Raymond Lemieux, idealista, patriottico, combattivo, tenacissimo, impone con forza i caratteri della sua vigorosa e quasi eccessiva personalità in questa appassionata e a tratti quasi convulsa narrazione della crisi di Saint-Léonard, fatta da Félix Rose. Ma sul personaggio cala alla fine un velo triste e quasi tragico, perché Lemieux, terminata “la battaglia”, finisce col cadere in un grave stato di depressione, di solitudine e di quasi povertà, causando anche la disgregazione della propria famiglia.
Paradossalmente, una porzione della numerosa parentela di Lemieux era rimasta ostile alla crociata francofona da lui condotta. Ma non è il solo paradosso: Raymond Lemieux era figlio di padre e di madre anglofoni, anche se suo padre era un discendente di franco-canadesi. Raymond stesso, del resto, prima di abbracciare con grandissima passione il francese era, agli inizi, piuttosto un anglofono.

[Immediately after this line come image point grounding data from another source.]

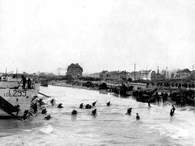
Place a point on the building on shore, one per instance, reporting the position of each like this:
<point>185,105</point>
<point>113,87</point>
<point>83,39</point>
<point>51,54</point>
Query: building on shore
<point>182,74</point>
<point>74,70</point>
<point>117,76</point>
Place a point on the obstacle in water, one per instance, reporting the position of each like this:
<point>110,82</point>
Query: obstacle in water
<point>44,95</point>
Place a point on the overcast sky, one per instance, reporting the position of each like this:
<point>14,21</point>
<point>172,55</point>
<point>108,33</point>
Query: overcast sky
<point>42,35</point>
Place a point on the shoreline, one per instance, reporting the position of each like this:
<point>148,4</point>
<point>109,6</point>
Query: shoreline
<point>144,96</point>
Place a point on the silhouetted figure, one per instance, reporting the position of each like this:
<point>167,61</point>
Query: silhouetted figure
<point>74,112</point>
<point>52,102</point>
<point>34,107</point>
<point>94,112</point>
<point>23,82</point>
<point>149,104</point>
<point>48,117</point>
<point>26,114</point>
<point>94,103</point>
<point>17,109</point>
<point>88,106</point>
<point>173,108</point>
<point>44,111</point>
<point>29,83</point>
<point>137,116</point>
<point>172,112</point>
<point>81,106</point>
<point>60,105</point>
<point>108,103</point>
<point>40,101</point>
<point>129,111</point>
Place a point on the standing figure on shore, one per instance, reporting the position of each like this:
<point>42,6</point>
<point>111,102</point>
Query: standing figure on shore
<point>149,104</point>
<point>172,111</point>
<point>29,83</point>
<point>74,112</point>
<point>94,103</point>
<point>94,112</point>
<point>137,116</point>
<point>108,103</point>
<point>23,82</point>
<point>129,111</point>
<point>52,102</point>
<point>81,106</point>
<point>173,108</point>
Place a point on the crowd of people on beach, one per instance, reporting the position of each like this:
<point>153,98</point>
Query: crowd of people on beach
<point>39,104</point>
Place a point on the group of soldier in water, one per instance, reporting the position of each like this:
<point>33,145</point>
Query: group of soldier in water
<point>40,104</point>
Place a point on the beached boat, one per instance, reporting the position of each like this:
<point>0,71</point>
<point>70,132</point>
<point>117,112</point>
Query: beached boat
<point>44,83</point>
<point>16,98</point>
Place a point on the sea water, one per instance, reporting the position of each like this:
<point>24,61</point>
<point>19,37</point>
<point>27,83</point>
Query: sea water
<point>111,126</point>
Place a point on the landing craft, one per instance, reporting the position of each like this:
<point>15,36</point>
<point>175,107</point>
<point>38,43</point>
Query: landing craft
<point>14,93</point>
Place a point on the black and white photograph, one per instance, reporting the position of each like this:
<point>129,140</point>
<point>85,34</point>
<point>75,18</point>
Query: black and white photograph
<point>97,73</point>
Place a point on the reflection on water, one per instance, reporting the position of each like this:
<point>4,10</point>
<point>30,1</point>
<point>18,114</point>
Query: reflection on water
<point>111,126</point>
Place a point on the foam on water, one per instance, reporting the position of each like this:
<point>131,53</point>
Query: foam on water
<point>110,127</point>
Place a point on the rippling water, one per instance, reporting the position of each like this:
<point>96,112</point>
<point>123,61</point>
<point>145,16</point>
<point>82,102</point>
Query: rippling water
<point>110,127</point>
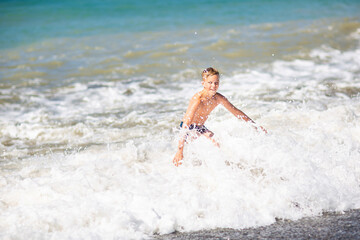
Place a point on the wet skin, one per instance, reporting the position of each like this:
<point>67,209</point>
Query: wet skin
<point>199,109</point>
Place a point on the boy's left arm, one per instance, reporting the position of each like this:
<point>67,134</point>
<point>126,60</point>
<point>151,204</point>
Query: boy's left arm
<point>234,110</point>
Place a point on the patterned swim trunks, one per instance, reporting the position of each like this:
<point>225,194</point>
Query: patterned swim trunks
<point>199,128</point>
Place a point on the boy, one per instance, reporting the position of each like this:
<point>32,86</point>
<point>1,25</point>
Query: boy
<point>201,105</point>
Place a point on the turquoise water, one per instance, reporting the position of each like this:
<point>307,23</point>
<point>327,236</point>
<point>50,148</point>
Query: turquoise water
<point>23,22</point>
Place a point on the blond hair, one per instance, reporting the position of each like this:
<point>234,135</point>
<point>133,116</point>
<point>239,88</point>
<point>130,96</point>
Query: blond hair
<point>209,72</point>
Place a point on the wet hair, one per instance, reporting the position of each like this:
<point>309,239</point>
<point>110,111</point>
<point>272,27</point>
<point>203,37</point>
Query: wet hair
<point>209,72</point>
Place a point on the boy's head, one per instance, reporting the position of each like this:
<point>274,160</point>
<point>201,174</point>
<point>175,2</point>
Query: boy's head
<point>210,80</point>
<point>209,72</point>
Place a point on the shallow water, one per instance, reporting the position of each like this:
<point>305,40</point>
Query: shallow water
<point>89,118</point>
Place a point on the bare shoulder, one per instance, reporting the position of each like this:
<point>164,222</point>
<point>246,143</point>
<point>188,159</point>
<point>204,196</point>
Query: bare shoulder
<point>196,98</point>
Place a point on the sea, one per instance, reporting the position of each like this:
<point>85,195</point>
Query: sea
<point>92,93</point>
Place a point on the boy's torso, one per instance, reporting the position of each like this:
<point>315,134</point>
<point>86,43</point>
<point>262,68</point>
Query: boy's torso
<point>204,109</point>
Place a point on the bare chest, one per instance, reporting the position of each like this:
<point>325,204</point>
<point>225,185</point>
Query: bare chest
<point>207,106</point>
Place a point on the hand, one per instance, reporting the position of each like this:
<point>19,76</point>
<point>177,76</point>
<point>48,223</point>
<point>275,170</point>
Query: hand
<point>178,159</point>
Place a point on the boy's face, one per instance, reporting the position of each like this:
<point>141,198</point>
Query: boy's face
<point>211,83</point>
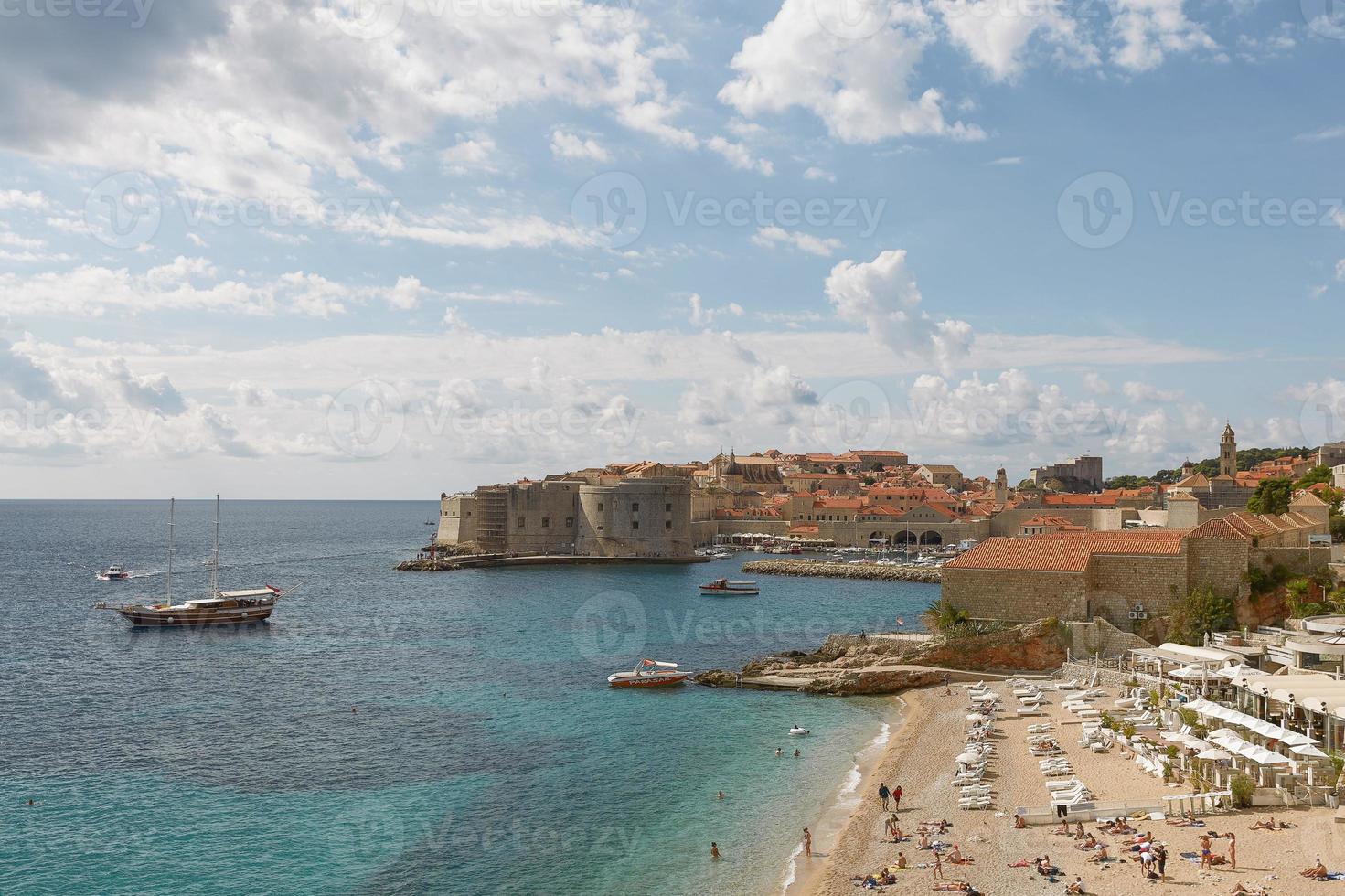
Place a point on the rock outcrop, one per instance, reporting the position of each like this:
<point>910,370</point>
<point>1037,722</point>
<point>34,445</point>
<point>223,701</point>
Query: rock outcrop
<point>849,665</point>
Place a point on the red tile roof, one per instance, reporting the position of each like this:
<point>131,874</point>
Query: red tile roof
<point>1065,550</point>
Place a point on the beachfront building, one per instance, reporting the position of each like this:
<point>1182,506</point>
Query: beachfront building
<point>1082,575</point>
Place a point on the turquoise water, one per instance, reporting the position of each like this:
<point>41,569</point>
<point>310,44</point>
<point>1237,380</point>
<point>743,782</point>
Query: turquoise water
<point>487,753</point>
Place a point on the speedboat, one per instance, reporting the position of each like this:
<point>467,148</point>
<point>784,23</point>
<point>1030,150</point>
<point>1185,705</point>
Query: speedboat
<point>725,587</point>
<point>648,673</point>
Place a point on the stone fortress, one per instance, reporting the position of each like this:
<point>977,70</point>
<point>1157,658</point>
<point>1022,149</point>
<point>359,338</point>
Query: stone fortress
<point>879,498</point>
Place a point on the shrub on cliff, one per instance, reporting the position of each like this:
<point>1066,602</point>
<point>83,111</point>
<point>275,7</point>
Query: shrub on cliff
<point>1200,613</point>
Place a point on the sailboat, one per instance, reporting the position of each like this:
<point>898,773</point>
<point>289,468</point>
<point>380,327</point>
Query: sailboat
<point>217,608</point>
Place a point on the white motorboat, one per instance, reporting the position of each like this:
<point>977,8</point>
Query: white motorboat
<point>648,673</point>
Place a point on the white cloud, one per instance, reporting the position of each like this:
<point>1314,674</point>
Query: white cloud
<point>740,156</point>
<point>997,34</point>
<point>859,88</point>
<point>574,148</point>
<point>702,316</point>
<point>774,236</point>
<point>884,297</point>
<point>34,200</point>
<point>1148,30</point>
<point>1095,385</point>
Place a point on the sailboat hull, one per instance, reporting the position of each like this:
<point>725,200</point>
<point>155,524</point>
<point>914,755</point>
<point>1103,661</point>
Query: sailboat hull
<point>193,616</point>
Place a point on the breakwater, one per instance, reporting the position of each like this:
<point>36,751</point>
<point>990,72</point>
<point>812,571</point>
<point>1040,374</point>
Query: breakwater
<point>842,571</point>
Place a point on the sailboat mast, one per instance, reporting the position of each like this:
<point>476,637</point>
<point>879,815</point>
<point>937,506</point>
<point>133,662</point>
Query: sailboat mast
<point>173,507</point>
<point>214,565</point>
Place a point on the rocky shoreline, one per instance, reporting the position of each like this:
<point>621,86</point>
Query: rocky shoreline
<point>844,571</point>
<point>887,664</point>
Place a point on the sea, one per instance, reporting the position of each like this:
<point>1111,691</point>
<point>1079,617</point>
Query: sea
<point>394,732</point>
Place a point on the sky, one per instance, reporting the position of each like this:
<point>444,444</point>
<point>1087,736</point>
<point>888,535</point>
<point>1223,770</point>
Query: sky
<point>393,248</point>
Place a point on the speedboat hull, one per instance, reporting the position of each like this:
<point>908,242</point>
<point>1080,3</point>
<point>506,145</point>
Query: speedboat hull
<point>653,679</point>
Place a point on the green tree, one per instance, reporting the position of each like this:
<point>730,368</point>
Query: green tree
<point>1313,476</point>
<point>1271,496</point>
<point>1199,613</point>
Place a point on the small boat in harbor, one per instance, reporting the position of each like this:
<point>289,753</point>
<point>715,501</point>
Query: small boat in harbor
<point>648,673</point>
<point>727,587</point>
<point>219,608</point>
<point>114,572</point>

Il carattere unitario della famiglia di Mario Barone fuoriesce magnificato anche per il contrasto con l’impietosa sorte toccata a Raymond Lemieux. I meriti familiari di Mario Barone, uomo coraggioso e imprenditore di grandi capacità, sono attestati, oggi, anche dall’esempio dei figli, ai cui ricordi e commenti sugli eventi di quei lontani giorni il regista concede uno spazio generoso. I figli di Mario Barone dimostrano di aver ereditato dal padre laboriosità, dirittura, moderazione, e grande rispetto per la nazione in cui vivono, il Québec, al quale si sono impeccabilmente integrati linguisticamente e culturalmente.
In questo documentario dai tanti meriti vi è però un’omissione: si omette di dire che gli italiani subivano spesso un rifiuto quando, poco dopo il loro arrivo dall’Italia, si presentavano in una scuola del sistema educativo francese richiedendone l’ammissione. La scelta della scuola spesso cadeva su quella che si trovava nelle vicinanze di casa.
Non una sola volta questa elementare verità, suffragata da migliaia di testimonianze, viene presa in considerazione da studiosi, scrittori, politici e registi del Québec che trattano il tema della lingua. Costoro, indistintamente tutti, sorvolano su una realtà storica inoppugnabile: l’accesso dei giovani italiani alle scuole francesi fu in tantissimi casi rifiutato dalle stesse autorità scolastiche, assai poco accoglienti nei confronti di questi immigrati che erano sì cattolici , ma non di ceppo “pure laine”.